All He Ever Needed (Kowalski Family, #4)

Gavin called her name a few minutes after she served up the desserts, and she grabbed the hot plate of meatloaf from the window. Mitch gave her a very appreciative smile before picking up his fork.

Ignoring the zinging that smile caused—because she wasn’t zinging, dammit—she turned her back on him and started a fresh pot of coffee. Normally she wouldn’t so near to closing on a weekday night, but she didn’t have enough for one refill each should her customers be in the mood to forgo sleep in favor of caffeine and small talk.

Once the coffee was brewing, Paige pulled a clean bus pan out from under the counter and went from table to table, pulling the ketchup bottles and trying not to think about the man at the counter. She knew Mitch Kowalski had a dangerous job, and he certainly looked the part of the bad boy, in faded blue jeans and a black T-shirt hugging an upper body that screamed of physical labor.

Come to think of it, she knew a lot about the oldest Kowalski. While all the brothers were practically heralded as golden boys around town, there was a special gleam in the eyes of the female population when Mitch’s name came up. Right on the heels of the gleam came the details, and if there was one thing she knew about the man, it was that he didn’t disappoint.

Using her butt to push through the swinging doors, she took the bus pan of ketchup bottles back to the walk-in cooler. She wouldn’t refill them until the morning, but she took a minute, hoping the chill would cool her overheating face. Okay, and maybe her body.

If a seventeen-year-old Mitch could make a young woman dig her fingernails into the leather seat of her dad’s new car, just imagine what an experienced, thirtysomething Mitch could do. Not that he’d be doing anything to her, since she was abstaining, but imagining was an-ing word that couldn’t really hurt.

The strangest thing about the Mitch Kowalski stories was the lack of animosity. It didn’t seem possible a man could romance a healthy percentage of the young women in a small town without leaving a trail of jealousy and broken hearts, but it seemed to her he’d managed. Dreamy-eyed nostalgia was the legacy he’d left behind.

By five minutes of closing, the place was empty except for Mitch and an older couple lingering over their lukewarm mugs of decaf, so she went ahead and turned off the Open sign. Her part-time waitress, Ava, who usually did the closing shift, was sick, so Paige had done the whole shebang, from 6:00 a.m. to 9:00 p.m., and she was ready to collapse into bed.

Mitch met her at the cash register with his bill and cash. “What time’s breakfast?”

“Six a.m.” At least she managed not to groan out loud in dread of the four-thirty alarm.

He chuckled and shook his head. “Let me rephrase that. How late can I get breakfast?”

It hadn’t occurred to her she’d be seeing that much of him. It was a lot easier to resist temptation when temptation wasn’t sitting at her counter, watching her work. “Breakfast all day, but no poached eggs after eleven.”

He looked as if he was going to say more, but the couple from table six had figured out it was closing time and were on their way to the register. After giving her a smile that jump-started the forbidden zinging again, he walked out and she focused her attention on cashing out her final customers of the very long day.

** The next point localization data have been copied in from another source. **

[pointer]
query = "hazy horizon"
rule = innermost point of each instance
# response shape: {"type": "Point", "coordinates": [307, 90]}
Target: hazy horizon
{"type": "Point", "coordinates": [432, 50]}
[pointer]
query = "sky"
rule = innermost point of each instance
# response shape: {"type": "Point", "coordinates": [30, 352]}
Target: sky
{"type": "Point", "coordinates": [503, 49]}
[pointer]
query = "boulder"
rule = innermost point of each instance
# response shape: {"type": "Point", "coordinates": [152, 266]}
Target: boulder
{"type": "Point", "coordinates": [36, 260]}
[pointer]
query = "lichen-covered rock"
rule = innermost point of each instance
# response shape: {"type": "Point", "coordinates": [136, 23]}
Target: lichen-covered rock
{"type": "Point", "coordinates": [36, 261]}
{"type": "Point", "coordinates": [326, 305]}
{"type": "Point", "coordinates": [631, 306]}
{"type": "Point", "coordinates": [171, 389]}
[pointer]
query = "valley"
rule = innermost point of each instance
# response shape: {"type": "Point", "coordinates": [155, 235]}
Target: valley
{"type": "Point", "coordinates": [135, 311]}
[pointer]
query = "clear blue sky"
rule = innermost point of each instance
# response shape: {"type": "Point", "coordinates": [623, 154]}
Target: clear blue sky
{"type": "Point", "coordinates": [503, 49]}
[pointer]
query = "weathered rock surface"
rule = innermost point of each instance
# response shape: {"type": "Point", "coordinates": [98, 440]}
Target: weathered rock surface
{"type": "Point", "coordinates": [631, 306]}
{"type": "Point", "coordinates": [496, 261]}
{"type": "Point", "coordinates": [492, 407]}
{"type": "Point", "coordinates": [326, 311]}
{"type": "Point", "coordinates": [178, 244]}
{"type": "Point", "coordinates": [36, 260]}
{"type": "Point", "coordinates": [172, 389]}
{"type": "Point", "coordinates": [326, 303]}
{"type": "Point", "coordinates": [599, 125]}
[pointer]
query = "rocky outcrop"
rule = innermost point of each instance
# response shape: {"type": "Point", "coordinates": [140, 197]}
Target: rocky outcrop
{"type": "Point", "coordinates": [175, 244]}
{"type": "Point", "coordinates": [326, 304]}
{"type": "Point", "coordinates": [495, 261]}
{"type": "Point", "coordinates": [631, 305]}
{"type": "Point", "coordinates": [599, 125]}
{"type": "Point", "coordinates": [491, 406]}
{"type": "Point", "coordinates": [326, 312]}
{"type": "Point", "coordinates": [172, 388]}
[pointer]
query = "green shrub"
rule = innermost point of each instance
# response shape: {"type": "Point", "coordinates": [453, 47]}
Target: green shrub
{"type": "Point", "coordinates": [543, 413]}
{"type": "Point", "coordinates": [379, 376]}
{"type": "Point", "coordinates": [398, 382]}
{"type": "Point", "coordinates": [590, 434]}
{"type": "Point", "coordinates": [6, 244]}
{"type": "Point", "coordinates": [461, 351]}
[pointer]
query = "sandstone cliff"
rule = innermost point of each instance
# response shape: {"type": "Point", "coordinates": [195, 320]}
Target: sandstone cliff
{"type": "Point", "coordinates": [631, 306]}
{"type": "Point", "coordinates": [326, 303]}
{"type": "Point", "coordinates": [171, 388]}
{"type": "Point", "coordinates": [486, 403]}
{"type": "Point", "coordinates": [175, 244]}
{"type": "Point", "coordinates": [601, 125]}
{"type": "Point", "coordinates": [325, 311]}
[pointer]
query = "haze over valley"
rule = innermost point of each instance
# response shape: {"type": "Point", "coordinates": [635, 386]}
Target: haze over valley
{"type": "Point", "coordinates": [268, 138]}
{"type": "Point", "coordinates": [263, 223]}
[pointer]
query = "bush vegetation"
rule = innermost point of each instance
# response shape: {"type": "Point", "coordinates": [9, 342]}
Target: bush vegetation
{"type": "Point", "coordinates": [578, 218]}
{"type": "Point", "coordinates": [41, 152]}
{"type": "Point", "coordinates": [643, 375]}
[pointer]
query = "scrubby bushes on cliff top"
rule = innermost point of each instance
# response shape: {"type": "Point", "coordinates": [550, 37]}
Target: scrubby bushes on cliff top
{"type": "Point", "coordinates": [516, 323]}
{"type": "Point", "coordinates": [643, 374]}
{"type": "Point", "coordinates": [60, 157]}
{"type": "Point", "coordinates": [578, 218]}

When she went to twist the dead bolt on the door behind them, Mitch was at the edge of the parking lot, getting ready to pull out onto the road on what was a very big bike. The motorcycle rumbling between his legs was a black beast of a machine. While the leather saddlebags hid her view of his thighs, she couldn’t miss the way his T-shirt stretched across his broad shoulders.

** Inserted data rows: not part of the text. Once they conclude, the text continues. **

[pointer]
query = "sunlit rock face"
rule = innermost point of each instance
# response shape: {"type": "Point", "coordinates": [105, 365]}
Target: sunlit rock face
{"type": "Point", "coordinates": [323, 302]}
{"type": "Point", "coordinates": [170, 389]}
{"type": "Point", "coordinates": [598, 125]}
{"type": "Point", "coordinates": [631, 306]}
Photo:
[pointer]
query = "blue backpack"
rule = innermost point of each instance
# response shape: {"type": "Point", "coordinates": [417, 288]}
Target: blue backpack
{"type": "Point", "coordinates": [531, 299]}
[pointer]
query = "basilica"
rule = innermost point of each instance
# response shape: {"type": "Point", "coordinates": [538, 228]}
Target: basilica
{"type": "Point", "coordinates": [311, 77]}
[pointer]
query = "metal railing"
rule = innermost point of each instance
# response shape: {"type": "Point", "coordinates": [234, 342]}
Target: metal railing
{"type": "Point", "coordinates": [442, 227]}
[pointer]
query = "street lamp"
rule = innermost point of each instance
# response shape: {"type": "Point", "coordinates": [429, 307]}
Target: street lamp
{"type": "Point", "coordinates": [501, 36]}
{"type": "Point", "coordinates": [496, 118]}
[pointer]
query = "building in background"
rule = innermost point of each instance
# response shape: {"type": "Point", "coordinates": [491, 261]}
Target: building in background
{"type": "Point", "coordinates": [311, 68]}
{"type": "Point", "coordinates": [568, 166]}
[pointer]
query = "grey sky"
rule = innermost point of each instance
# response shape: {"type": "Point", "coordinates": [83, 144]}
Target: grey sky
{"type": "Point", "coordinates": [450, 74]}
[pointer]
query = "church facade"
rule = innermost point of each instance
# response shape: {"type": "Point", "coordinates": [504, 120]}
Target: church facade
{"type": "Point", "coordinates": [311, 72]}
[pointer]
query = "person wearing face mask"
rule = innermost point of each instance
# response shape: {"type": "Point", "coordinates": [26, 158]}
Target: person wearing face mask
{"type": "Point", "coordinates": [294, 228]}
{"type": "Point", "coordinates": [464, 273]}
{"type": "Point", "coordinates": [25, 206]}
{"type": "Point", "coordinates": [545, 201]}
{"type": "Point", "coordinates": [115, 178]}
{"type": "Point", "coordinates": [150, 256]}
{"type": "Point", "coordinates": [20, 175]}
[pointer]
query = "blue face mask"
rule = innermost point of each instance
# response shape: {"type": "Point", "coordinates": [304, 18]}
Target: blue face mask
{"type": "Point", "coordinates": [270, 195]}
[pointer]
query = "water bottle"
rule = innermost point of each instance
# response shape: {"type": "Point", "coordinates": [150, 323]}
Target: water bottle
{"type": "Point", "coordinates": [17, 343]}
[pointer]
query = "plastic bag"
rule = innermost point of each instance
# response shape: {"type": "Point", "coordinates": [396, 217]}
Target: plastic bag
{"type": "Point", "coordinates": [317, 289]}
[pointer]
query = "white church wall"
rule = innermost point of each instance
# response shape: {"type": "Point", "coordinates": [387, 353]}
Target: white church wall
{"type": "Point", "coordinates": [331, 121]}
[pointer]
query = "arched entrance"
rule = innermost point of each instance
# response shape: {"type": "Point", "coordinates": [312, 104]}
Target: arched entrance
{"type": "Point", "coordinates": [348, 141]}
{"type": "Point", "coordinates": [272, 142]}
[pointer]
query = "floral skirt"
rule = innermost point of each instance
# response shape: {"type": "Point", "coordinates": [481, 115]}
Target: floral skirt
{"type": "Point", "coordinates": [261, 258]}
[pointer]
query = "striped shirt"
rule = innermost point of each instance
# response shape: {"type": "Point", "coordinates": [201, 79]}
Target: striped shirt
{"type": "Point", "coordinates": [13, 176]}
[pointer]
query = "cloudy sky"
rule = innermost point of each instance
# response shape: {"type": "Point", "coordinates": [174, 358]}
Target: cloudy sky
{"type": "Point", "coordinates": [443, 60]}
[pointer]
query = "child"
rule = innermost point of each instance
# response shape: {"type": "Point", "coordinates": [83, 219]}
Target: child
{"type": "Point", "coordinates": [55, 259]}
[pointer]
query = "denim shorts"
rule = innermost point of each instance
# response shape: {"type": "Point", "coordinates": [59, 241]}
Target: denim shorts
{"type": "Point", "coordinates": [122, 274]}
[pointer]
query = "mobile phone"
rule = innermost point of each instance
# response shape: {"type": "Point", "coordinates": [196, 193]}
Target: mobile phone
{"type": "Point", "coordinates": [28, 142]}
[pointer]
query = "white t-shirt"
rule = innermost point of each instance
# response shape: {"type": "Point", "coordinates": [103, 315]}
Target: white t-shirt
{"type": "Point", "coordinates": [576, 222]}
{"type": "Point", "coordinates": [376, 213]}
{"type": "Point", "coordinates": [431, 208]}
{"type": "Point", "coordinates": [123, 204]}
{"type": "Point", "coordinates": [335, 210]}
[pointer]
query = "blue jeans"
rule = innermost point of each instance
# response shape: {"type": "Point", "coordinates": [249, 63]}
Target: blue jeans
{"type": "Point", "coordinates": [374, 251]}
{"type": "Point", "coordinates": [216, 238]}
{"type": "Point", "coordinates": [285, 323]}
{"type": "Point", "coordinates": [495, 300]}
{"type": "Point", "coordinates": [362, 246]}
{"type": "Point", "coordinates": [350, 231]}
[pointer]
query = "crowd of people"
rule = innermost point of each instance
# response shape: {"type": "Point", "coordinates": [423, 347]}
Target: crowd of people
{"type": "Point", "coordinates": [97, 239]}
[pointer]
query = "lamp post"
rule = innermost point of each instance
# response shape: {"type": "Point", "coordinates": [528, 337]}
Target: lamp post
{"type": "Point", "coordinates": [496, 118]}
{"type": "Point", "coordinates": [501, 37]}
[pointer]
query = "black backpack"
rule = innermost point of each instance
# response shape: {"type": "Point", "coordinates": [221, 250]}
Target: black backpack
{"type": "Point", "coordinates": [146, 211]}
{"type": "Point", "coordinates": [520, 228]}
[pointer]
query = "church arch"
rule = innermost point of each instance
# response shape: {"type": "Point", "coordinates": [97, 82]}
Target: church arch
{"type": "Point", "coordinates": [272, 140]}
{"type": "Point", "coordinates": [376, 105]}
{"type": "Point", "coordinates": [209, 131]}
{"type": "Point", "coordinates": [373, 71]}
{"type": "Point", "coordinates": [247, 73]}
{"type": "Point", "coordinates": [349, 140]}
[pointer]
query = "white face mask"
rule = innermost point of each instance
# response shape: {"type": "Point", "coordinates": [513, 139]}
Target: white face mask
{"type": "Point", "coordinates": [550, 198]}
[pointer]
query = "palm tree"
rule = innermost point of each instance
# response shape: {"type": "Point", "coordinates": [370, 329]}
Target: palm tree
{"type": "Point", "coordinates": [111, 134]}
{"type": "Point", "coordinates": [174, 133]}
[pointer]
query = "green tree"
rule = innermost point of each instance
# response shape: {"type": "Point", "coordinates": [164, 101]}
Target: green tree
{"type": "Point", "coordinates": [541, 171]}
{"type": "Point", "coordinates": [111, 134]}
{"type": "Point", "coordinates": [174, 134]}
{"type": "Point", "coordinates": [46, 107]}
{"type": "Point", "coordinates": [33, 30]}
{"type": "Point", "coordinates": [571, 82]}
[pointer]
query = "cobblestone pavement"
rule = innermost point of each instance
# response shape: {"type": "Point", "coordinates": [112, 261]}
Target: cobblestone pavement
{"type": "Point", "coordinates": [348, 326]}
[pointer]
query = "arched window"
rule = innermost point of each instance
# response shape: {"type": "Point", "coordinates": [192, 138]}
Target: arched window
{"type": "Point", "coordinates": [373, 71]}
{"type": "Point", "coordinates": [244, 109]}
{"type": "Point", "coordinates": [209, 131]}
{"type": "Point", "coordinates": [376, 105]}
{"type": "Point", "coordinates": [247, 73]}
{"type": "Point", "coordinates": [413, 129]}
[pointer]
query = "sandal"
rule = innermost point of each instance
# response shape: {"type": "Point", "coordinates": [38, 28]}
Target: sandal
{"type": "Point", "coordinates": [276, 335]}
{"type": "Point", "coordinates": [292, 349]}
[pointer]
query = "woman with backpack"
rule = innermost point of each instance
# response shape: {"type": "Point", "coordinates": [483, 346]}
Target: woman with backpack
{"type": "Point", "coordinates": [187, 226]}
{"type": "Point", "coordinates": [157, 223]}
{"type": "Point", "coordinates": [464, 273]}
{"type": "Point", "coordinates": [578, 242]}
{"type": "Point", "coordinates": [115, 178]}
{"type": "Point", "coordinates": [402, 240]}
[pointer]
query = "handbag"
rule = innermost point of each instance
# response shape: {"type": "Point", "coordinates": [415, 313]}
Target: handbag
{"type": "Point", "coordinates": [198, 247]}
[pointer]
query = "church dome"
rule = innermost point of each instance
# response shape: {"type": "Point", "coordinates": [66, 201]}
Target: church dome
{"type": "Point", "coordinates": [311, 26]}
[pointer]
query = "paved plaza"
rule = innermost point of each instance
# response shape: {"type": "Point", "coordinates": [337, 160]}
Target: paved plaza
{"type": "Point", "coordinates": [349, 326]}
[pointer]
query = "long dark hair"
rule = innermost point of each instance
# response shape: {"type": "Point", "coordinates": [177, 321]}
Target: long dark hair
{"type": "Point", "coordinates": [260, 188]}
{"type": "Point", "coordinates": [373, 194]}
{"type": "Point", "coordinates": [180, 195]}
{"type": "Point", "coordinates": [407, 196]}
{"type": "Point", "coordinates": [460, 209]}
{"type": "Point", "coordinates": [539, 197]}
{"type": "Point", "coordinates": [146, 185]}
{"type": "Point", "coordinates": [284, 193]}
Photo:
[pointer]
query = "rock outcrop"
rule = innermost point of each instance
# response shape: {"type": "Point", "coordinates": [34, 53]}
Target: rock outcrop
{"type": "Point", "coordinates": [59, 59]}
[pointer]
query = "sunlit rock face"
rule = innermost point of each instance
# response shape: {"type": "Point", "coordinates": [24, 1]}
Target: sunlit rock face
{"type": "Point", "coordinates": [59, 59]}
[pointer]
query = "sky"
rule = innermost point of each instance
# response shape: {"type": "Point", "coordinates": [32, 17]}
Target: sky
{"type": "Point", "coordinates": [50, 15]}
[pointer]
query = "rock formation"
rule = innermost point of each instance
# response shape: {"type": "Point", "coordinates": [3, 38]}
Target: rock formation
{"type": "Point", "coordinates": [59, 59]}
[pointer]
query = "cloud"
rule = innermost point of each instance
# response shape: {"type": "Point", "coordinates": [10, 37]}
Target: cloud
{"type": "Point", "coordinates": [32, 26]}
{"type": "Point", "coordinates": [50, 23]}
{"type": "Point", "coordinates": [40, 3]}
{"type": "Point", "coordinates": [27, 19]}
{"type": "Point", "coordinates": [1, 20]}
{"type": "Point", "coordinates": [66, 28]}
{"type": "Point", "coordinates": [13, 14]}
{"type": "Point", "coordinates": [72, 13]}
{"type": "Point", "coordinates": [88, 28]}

As he revved the engine and pulled into the street, Mitch turned his head and for a long moment they made eye contact. Then he smiled and hit the throttle, disappearing into the night.

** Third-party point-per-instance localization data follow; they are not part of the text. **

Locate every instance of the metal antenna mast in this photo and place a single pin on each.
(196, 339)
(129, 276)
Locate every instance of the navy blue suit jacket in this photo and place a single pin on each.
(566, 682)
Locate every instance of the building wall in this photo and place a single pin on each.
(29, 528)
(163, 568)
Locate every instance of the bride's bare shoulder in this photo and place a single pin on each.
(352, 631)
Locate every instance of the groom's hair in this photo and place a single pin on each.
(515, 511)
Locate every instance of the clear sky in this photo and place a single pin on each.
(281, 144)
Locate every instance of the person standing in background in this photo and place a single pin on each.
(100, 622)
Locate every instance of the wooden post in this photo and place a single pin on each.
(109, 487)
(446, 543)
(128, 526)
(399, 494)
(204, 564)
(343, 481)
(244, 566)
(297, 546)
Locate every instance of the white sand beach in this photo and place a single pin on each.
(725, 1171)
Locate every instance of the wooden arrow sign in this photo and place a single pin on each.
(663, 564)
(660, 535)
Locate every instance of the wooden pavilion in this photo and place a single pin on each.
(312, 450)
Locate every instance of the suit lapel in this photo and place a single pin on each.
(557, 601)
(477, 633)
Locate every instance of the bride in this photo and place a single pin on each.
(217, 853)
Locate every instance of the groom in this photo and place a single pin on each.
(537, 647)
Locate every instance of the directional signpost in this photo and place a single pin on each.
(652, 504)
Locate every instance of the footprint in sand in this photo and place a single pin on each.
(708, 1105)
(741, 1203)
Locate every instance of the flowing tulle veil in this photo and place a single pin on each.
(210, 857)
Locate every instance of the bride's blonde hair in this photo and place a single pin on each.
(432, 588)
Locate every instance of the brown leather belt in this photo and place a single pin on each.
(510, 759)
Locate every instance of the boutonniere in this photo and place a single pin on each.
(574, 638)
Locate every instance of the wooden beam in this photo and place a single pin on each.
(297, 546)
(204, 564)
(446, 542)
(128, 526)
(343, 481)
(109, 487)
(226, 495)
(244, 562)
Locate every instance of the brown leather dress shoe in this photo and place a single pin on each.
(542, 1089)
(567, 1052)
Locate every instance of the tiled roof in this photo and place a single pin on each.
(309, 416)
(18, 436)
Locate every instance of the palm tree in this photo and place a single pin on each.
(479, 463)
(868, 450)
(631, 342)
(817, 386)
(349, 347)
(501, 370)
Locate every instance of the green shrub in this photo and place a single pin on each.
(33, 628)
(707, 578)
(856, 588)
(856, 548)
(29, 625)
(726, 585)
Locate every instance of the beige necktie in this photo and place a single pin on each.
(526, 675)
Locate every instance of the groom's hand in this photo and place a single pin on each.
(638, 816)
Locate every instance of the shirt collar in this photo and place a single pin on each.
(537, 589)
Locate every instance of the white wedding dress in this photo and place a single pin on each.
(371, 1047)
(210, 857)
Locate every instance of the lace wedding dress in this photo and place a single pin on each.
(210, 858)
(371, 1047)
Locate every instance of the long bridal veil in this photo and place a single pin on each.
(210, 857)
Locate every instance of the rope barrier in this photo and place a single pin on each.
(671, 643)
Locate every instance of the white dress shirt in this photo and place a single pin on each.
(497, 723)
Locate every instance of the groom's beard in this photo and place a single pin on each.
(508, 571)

No men. Paige flipped off the outside lights and turned away from his fading headlights. For two years she’d avoided having a man in her life. But temptation had never come in a package like Mitch Kowalski.

*

Mitch stood next to his bike with his arms crossed, his pleasure at being home eclipsed by the condition of the Northern Star Lodge.

How could things have gone so downhill in just three years? The front of the lodge—what he could see by the landscaping lights—looked, if not quite run-down, at least a little shabby. Paint on the porch peeling. Weeds growing around the bushes. One of the spindles on the stair railing was missing. He didn’t even want to imagine what the place looked like in the full light of day.